Steve Klika has been an active, progressive, thoughtful force for truly helping to improve Johnson County during his first term on the County Commission. He richly deserves re-election over Ben Hodge in the 3rd District contest this fall.
In the other contested commission race, 6th District incumbent John Toplikar is a one-note “no” vote on major issues. His opponent is Mike Brown, who also calls himself a conservative. This endorsement is far less definitive, but you can’t do much worse than Toplikar. So Brown it is. (Here’s The Star’s story on the race.)
Back to Klika. It’s extremely important to keep him on the commission.
In an interview Tuesday, Klika said he was proud of what he had helped accomplish in his first four years on the panel. He absolutely should be.
Klika has been on the right side of some controversial, close votes. He has pushed back against ultra-conservative commission members who want to merely hold down taxes and not try to make major improvements in fast-growing Johnson County.
The vote that stands out the most to me was Klika’s essential support for a property tax increase in 2015 to build better parks, libraries and transit systems in Johnson County. The vote was 4-3, with Klika on the right side of history. (Toplikar voted no.)
The county by 2015 had been struggling to expand services to some of its parks. The nationally praised library system needed major capital improvements. And the transit system was becoming more important as a way of getting people around in the county.
Klika helped make sure those high-priority projects are adequately funded. That tax decision was the single most crucial investment in recent years in a top-notch quality of life in a county that for the last five decades has prided itself on superb public services.
The incumbent commissioner also has been a powerful advocate of regional transit, bringing The Jo as well as bus services in Kansas City, Independence and Wyandotte County under one umbrella in many ways. Klika accurately says he has helped “move the bar substantially on transit.” One big future challenge: Help more suburban residents use transit to get to jobs, especially on high-traffic corridors in the county.
Klika also supports a quarter-cent sales tax increase on the county’s Nov. 8 ballot. It would last 10 years to pay for a needed $200 million project to build a new county courthouse and coroner facility. I back the tax too, with a few reservations. (Toplikar opposed putting it on the ballot.)
Finally, Klika showed political savvy when he joined a slim majority in 2014 in voting against what he called a questionable re-use plan for the county-owned King Louie West facility on Metcalf Ave.
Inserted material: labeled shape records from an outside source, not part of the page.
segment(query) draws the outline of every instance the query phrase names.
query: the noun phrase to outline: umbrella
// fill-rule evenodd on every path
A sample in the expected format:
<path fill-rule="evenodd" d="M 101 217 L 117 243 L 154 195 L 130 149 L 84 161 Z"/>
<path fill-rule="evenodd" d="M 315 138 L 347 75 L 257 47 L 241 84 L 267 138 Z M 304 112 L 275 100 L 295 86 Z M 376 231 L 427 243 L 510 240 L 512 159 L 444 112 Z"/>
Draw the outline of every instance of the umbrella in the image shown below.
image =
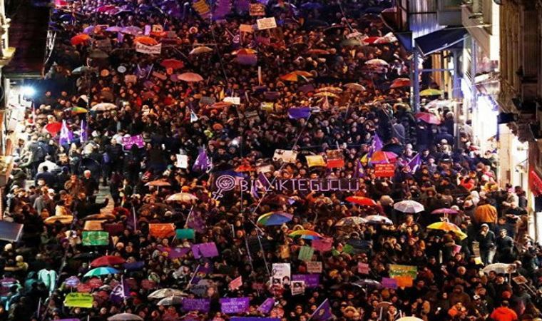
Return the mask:
<path fill-rule="evenodd" d="M 158 44 L 158 41 L 157 41 L 156 39 L 147 36 L 140 36 L 138 37 L 136 37 L 136 39 L 133 39 L 133 42 L 138 42 L 139 44 L 143 44 L 147 46 L 156 46 Z"/>
<path fill-rule="evenodd" d="M 389 218 L 382 215 L 369 215 L 365 217 L 368 223 L 372 224 L 393 224 Z"/>
<path fill-rule="evenodd" d="M 158 302 L 156 303 L 156 305 L 180 305 L 183 303 L 183 300 L 184 300 L 184 297 L 183 297 L 171 296 L 171 297 L 164 297 L 163 299 L 158 301 Z"/>
<path fill-rule="evenodd" d="M 119 313 L 108 317 L 107 321 L 143 321 L 143 320 L 141 317 L 131 313 Z"/>
<path fill-rule="evenodd" d="M 184 73 L 180 75 L 177 75 L 177 78 L 186 81 L 187 83 L 195 83 L 197 81 L 203 81 L 203 77 L 198 73 Z"/>
<path fill-rule="evenodd" d="M 198 200 L 198 198 L 189 193 L 178 193 L 168 196 L 165 200 L 190 203 L 193 200 Z"/>
<path fill-rule="evenodd" d="M 54 224 L 55 222 L 60 222 L 61 224 L 71 224 L 73 221 L 73 217 L 71 215 L 53 215 L 44 220 L 46 224 Z"/>
<path fill-rule="evenodd" d="M 452 232 L 455 235 L 459 237 L 461 240 L 466 238 L 466 234 L 465 234 L 459 226 L 449 222 L 436 222 L 427 226 L 428 229 L 431 230 L 440 230 L 446 232 Z"/>
<path fill-rule="evenodd" d="M 171 186 L 171 184 L 166 180 L 151 180 L 148 182 L 148 183 L 145 184 L 145 185 L 163 187 L 163 186 Z"/>
<path fill-rule="evenodd" d="M 394 79 L 389 88 L 409 87 L 410 79 L 408 78 L 397 78 Z"/>
<path fill-rule="evenodd" d="M 206 46 L 200 46 L 199 47 L 195 47 L 193 49 L 192 49 L 188 54 L 199 55 L 200 54 L 205 54 L 205 53 L 211 52 L 211 51 L 213 51 L 213 49 L 209 48 Z"/>
<path fill-rule="evenodd" d="M 84 44 L 89 40 L 91 40 L 91 36 L 88 36 L 88 34 L 79 34 L 78 35 L 76 35 L 71 37 L 71 39 L 70 39 L 70 42 L 73 46 L 77 46 L 81 44 Z"/>
<path fill-rule="evenodd" d="M 418 113 L 416 114 L 416 118 L 420 121 L 423 121 L 427 123 L 432 123 L 434 125 L 440 124 L 440 118 L 436 115 L 431 113 Z"/>
<path fill-rule="evenodd" d="M 371 156 L 372 164 L 389 164 L 394 162 L 397 158 L 397 154 L 393 152 L 377 151 Z"/>
<path fill-rule="evenodd" d="M 432 88 L 429 88 L 419 92 L 419 96 L 440 96 L 440 95 L 442 95 L 441 91 L 439 91 L 439 89 L 434 89 Z"/>
<path fill-rule="evenodd" d="M 121 30 L 121 32 L 122 32 L 123 34 L 126 34 L 131 36 L 138 36 L 143 33 L 143 30 L 141 30 L 141 28 L 136 27 L 134 26 L 124 27 Z"/>
<path fill-rule="evenodd" d="M 49 123 L 44 127 L 46 131 L 47 131 L 51 135 L 53 136 L 56 136 L 56 134 L 58 133 L 61 128 L 62 123 L 59 123 L 58 121 Z"/>
<path fill-rule="evenodd" d="M 424 205 L 411 200 L 402 200 L 401 202 L 397 202 L 394 204 L 394 208 L 399 212 L 409 213 L 423 212 L 425 210 Z"/>
<path fill-rule="evenodd" d="M 117 274 L 120 272 L 121 271 L 113 268 L 102 267 L 102 268 L 96 268 L 95 269 L 92 269 L 90 271 L 87 272 L 83 276 L 85 277 L 101 276 L 101 275 L 107 275 L 108 274 Z"/>
<path fill-rule="evenodd" d="M 123 264 L 126 262 L 126 260 L 120 256 L 114 255 L 103 255 L 98 258 L 91 263 L 91 266 L 93 268 L 106 265 L 117 265 L 118 264 Z"/>
<path fill-rule="evenodd" d="M 457 210 L 452 210 L 451 208 L 439 208 L 431 212 L 431 214 L 458 214 L 459 213 Z"/>
<path fill-rule="evenodd" d="M 154 291 L 148 295 L 147 297 L 149 299 L 163 299 L 164 297 L 173 297 L 173 296 L 187 296 L 187 293 L 181 291 L 180 290 L 172 289 L 170 287 L 166 287 L 164 289 L 160 289 Z"/>
<path fill-rule="evenodd" d="M 288 236 L 290 236 L 290 238 L 301 236 L 301 238 L 305 238 L 306 240 L 318 240 L 323 238 L 323 236 L 322 236 L 320 234 L 315 232 L 314 230 L 295 230 L 292 232 L 291 233 L 288 234 Z"/>
<path fill-rule="evenodd" d="M 363 218 L 360 218 L 359 216 L 350 216 L 341 218 L 335 224 L 335 226 L 359 225 L 359 224 L 364 224 L 366 223 L 367 223 L 367 220 Z"/>
<path fill-rule="evenodd" d="M 348 202 L 363 206 L 375 206 L 377 205 L 377 202 L 374 200 L 363 196 L 349 196 L 346 200 Z"/>
<path fill-rule="evenodd" d="M 344 87 L 357 91 L 363 91 L 365 90 L 365 87 L 357 83 L 348 83 L 344 85 Z"/>
<path fill-rule="evenodd" d="M 388 66 L 388 63 L 385 60 L 382 59 L 371 59 L 365 61 L 366 65 L 369 66 Z"/>
<path fill-rule="evenodd" d="M 269 212 L 260 216 L 257 223 L 260 225 L 280 225 L 282 223 L 290 222 L 294 215 L 284 212 Z"/>
<path fill-rule="evenodd" d="M 116 109 L 117 106 L 111 103 L 100 103 L 94 105 L 91 108 L 92 111 L 106 111 Z"/>
<path fill-rule="evenodd" d="M 494 271 L 496 273 L 513 273 L 516 272 L 516 265 L 507 263 L 493 263 L 482 269 L 482 272 L 489 273 Z"/>
<path fill-rule="evenodd" d="M 177 59 L 164 59 L 160 63 L 160 66 L 172 69 L 180 69 L 185 66 L 185 63 Z"/>

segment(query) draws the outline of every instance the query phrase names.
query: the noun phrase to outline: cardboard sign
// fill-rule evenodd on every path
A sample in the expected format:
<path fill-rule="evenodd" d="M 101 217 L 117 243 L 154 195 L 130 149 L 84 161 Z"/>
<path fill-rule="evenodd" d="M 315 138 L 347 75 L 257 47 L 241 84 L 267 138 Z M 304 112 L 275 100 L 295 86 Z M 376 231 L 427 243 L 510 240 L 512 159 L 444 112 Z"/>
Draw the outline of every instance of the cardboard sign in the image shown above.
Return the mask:
<path fill-rule="evenodd" d="M 263 4 L 250 4 L 249 7 L 250 16 L 265 16 L 265 6 Z"/>
<path fill-rule="evenodd" d="M 90 293 L 68 293 L 64 300 L 64 306 L 70 307 L 92 307 L 94 297 Z"/>
<path fill-rule="evenodd" d="M 377 177 L 393 177 L 395 164 L 374 164 L 374 175 Z"/>
<path fill-rule="evenodd" d="M 141 43 L 136 43 L 136 51 L 149 55 L 159 55 L 162 53 L 162 44 L 155 46 L 147 46 Z"/>
<path fill-rule="evenodd" d="M 143 136 L 136 135 L 135 136 L 123 137 L 122 144 L 124 149 L 128 151 L 132 148 L 133 145 L 136 145 L 139 148 L 143 148 L 145 146 L 145 141 L 143 141 Z"/>
<path fill-rule="evenodd" d="M 282 160 L 285 163 L 295 163 L 297 160 L 297 154 L 295 151 L 287 151 L 285 149 L 275 149 L 273 155 L 273 161 Z"/>
<path fill-rule="evenodd" d="M 272 29 L 273 28 L 277 28 L 277 21 L 275 20 L 274 16 L 257 19 L 256 20 L 256 23 L 258 25 L 258 30 Z"/>
<path fill-rule="evenodd" d="M 322 273 L 322 262 L 307 262 L 307 272 L 309 273 Z"/>
<path fill-rule="evenodd" d="M 227 315 L 241 313 L 248 310 L 250 297 L 225 297 L 220 300 L 220 311 Z"/>

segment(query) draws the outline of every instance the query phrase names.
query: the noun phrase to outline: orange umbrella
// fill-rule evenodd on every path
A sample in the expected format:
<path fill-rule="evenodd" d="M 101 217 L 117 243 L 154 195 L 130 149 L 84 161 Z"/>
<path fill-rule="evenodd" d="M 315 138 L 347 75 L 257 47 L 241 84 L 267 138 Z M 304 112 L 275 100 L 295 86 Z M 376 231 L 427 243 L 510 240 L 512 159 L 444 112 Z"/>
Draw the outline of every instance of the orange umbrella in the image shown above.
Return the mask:
<path fill-rule="evenodd" d="M 71 42 L 71 44 L 73 46 L 80 45 L 81 44 L 83 44 L 91 39 L 91 36 L 88 34 L 79 34 L 76 36 L 73 36 L 71 37 L 71 40 L 70 40 L 70 42 Z"/>
<path fill-rule="evenodd" d="M 180 69 L 185 66 L 185 63 L 177 59 L 164 59 L 160 63 L 160 66 L 172 69 Z"/>
<path fill-rule="evenodd" d="M 136 37 L 136 39 L 133 39 L 133 41 L 138 42 L 147 46 L 156 46 L 158 44 L 158 41 L 157 41 L 156 39 L 154 38 L 148 37 L 147 36 L 140 36 Z"/>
But a year later, after the project was revamped, he endorsed it in a 4-3 vote. (Toplikar opposed it. See what I mean about his anti-everything votes?)
The building is going to become the home for an advanced voting area (already being used this week by large crowds), provide space for the Johnson County Museum, and offer arts and theater space overseen by Johnson County Park & Recreation officials.
Klika has the valuable experience in the next four years to further boost public transit and make sure the county wisely spends its increased property tax revenues. He also can help keep an eagle eye on how the Kansas Legislature passes laws that might adversely affect the county.
The message is clear: Keep Steve Klika on the Johnson County Commission on Nov. 8.